LIMA, Peru — People poured into Peru's coastal capital, many from remote Andean regions, for a protest Thursday against President Dina Boluarte and in support of her predecessor, whose ouster last month launched deadly unrest and cast the nation into political chaos.

Supporters of former president Pedro Castillo, Peru's first leader from a rural Andean background, hope the protest opens a new chapter in the weeks-long movement to demand Boluarte's resignation, immediate elections and structural change in the country. Castillo was impeached after a failed attempt to dissolve Congress.

The protests have so far been held mainly in Peru's southern Andes, with 53 people dying amid the unrest, the large majority killed in clashes with security forces.

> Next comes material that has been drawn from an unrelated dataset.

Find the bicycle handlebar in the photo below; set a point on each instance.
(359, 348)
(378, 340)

The demonstrations and subsequent clashes with security forces amount to the worst political violence Peru has experienced in more than two decades and has shined a spotlight on the deep divisions that exist in the country between the urban elite largely concentrated in Lima and the poor rural areas, where citizens have often feel relegated.

"In my own country, the voices of the Andes, the voices of the majority have been silenced," Florencia Fernández, a lawyer who lives in Cusco, said Wednesday ahead of the protest. "We've had to travel to this aggressive city, this centralist city, and we say, the Andes have descended."

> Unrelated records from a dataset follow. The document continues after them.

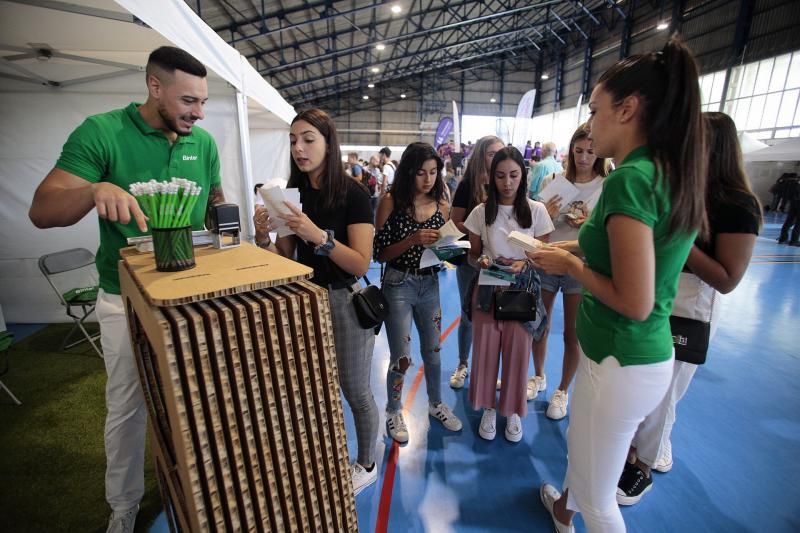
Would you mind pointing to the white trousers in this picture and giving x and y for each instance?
(609, 402)
(126, 414)
(655, 430)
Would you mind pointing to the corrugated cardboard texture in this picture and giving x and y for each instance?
(218, 273)
(246, 420)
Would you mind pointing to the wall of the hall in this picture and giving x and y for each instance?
(708, 27)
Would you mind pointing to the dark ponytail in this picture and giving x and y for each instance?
(667, 81)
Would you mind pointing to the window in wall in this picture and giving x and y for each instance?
(763, 95)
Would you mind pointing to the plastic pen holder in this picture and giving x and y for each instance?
(173, 249)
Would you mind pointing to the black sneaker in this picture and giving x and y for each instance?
(633, 484)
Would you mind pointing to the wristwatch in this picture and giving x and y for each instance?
(327, 245)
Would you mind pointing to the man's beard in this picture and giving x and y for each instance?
(172, 123)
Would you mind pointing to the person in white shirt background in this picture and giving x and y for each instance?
(585, 171)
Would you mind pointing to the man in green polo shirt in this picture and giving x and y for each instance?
(102, 157)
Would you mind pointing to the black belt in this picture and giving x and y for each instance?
(349, 282)
(427, 271)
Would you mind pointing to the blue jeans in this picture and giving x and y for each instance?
(412, 296)
(464, 276)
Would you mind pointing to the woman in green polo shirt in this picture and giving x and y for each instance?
(645, 113)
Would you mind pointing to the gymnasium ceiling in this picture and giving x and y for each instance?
(316, 52)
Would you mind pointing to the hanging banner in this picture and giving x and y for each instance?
(456, 127)
(442, 132)
(522, 122)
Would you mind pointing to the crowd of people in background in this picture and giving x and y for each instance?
(620, 252)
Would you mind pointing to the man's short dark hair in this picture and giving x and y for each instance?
(170, 59)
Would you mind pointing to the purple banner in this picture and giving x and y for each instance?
(442, 132)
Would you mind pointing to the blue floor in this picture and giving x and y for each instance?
(736, 443)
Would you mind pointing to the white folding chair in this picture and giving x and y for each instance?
(78, 302)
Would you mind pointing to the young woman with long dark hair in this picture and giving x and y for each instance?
(470, 193)
(408, 219)
(333, 235)
(507, 208)
(587, 172)
(645, 113)
(716, 263)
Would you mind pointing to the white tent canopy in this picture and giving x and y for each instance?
(787, 150)
(66, 61)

Move to Lima will bring greater political relevance

By bringing the protest to Lima, demonstrators hope to give fresh weight to the movement that began when Boluarte, who was the vice president, was sworn into office on Dec. 7 to replace Castillo.

"When there are tragedies, bloodbaths outside the capital it doesn't have the same political relevance in the public agenda than if it took place in the capital," said Alonso Cárdenas, a professor of public policies at the Antonio Ruiz de Montoya University in Lima. "The leaders have understood that and say, they can massacre us in Cusco, in Puno, and nothing happens, we need to take the protest to Lima," Cárdenas added, citing two cities that have seen protest violence.

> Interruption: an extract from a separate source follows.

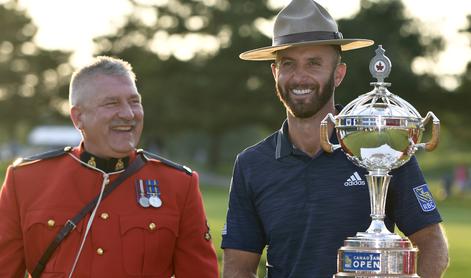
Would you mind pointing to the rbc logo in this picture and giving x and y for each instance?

The concentration of protesters in Lima also reflects how the capital has started to see more antigovernment demonstrations in recent days.

"Lima, which hadn't joined the protests at all in the first phase in December, decided to join after the Juliaca massacre," Omar Coronel, a political science professor at the Catholic University of Peru, said, referring to the 18 people killed in that southern city on Jan. 9.

The protesters on Thursday are planning to march from downtown Lima to the Miraflores district, one of the emblematic neighborhoods of the country's economic elite.

The government has called on protesters to be peaceful.

"We know they want to take over Lima," Boluarte said this week. "I call on them to take over Lima, yes, but in peace" and added that she would "wait for them in the Government House to be able to talk about their social agendas."

Boluarte has said she supports a plan to push up to 2024 elections for president and congress originally scheduled for 2026.

Many protesters say that no dialogue is possible with a government that they say has unleashed so much violence against its citizens.

As protesters gathered in Lima, more violence erupted in southern Peru.

In the town of Macusani Wednesday, protesters set fire to the police station and judicial office after two people were killed and another seriously injured by gunfire amid antigovernment protests.

The officers had to escape the police station that the crowd burned in a helicopter, police said. Macusani, about 160 kilometers from the city of Juliaca near Lake Titicaca, is the capital of the province of Carabaya.

The country could be witnessing a historic shift

Activists have dubbed Thursday's demonstration in Lima as the Cuatro Suyos March, a reference to the four cardinal points of the Inca empire. It's also the same name that was given to another massive mobilization that took place in 2000, when thousands of Peruvians took to the streets against the autocratic government of Alberto Fujimori, who resigned months later.

There are several key differences between those demonstrations and this week's protests.

"In 2000, the people protested against a regime that was already consolidated in power," Cardenas said. "In this case, they're standing up to a government that has only been in power for a month and is incredibly fragile."

Another distinction is that the 2000 protests had a centralized leadership and were led by political parties. "Now what we have is something much more fragmented," Coronel said.

The protests that have engulfed much of Peru in the past month though have largely been grassroots efforts without a clear leadership.

"We have never seen a mobilization of this magnitude, there's already a thought installed in the peripheries that it is necessary, urgent to transform everything," said Gustavo Montoya, a historian at the National University of San Marcos. "I have the feeling that we're witnessing a historic shift."

The protests have grown to such a degree that demonstrators are unlikely to be satisfied with Boluarte's resignation and they are now demanding a more fundamental structural reform.

The protests have emerged "in regions that have been systematically treated as second-class citizens," Montoya said. "I think this will only keep growing."
Analysts warn that a failure to listen to demands from protesters could have tragic consequences.

"We have to start to think what we want to do with Peru, otherwise this could all blow up," Cardenas said.